Extremadura: Worm Lizard

Possibly my favourite and one of the most exciting finds from our trip to Extremadura was the Worm Lizard; a rarely seen reptile that spends the majority of its time underground.

I had read about these peculiar animals in a guide book before the trip, but at the time just thought of it as another species I wouldn't end up seeing, mainly due to the long periods of time it spends underground. But I would turn out to be wrong.

We came across this animal whilst in the Sierra de Gredos in the north of the region, shortly after seeing the Iberian Ibex. We were heading back down the valley, on our way back to Guijo de Santa Barbara, when we decided to try turning rocks on the side of the path in the hope of finding a scorpion or something interesting. The first rock produced nothing, but the second was a lot more exciting. At first, we thought we had got nothing; just an earthworm partially covered by soil. But as we were about to return the rock to its original resting place, I decided to take a closer look. We carefully prised the 'earthworm' from the ground, and held it up to get a closer look. And it was incredible. It was not an earthworm as previously assumed. On closer inspection, we realised it had a face; the face of a lizard. And it wasn't wet like an earthworm, but scaly and dry, and felt like holding a slow worm or similar.

This reptile was a Worm Lizard; a reptile that rarely surfaces. We had been very lucky to find one so soon; it usually takes a lot of upturned stones to come across one. It was amazing to hold in the hand. Not wet or slimy, but strangely smooth, and being able to see the face up close was amazing. It fascinated me how such a peculiar yet wonderful animal could have evolved to become what it has become. The eyes, though underdeveloped, were clearly visible near the snout, and a forked tongue could be seen as it flicked out from its mouth. The forked tongue, like other reptiles, is used for sensory purposes, and its small mouth is full of small, sharp teeth.

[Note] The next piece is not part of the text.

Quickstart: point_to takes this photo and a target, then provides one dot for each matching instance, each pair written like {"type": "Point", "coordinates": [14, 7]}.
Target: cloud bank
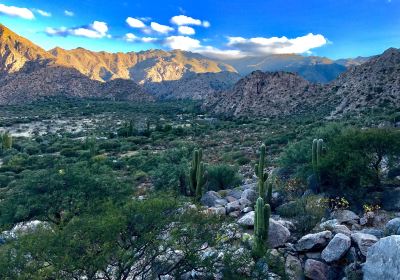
{"type": "Point", "coordinates": [13, 11]}
{"type": "Point", "coordinates": [95, 30]}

Iberian Worm Lizard, Extremadura

The particular species we had found was the Iberian Worm Lizard, found in Portugal and throughout central Spain. Its diet consists of mainly insects and their larvae, though the lizard will avoid eating certain ant species, which shows it can distinguish prey despite its poor eyesight and opportunistic feeding habits. 


Sierra de Gredos

Relatively little is known about this primitive reptile when compared to other species, but as we discover more about this secretive animal, it is becoming apparent there is more to it than meets the eye. It was a treat to find a brilliant example of this amazing creature so early on in our trip, and to be able to look at it up close, and appreciate what an strangely fascinating animal it really is.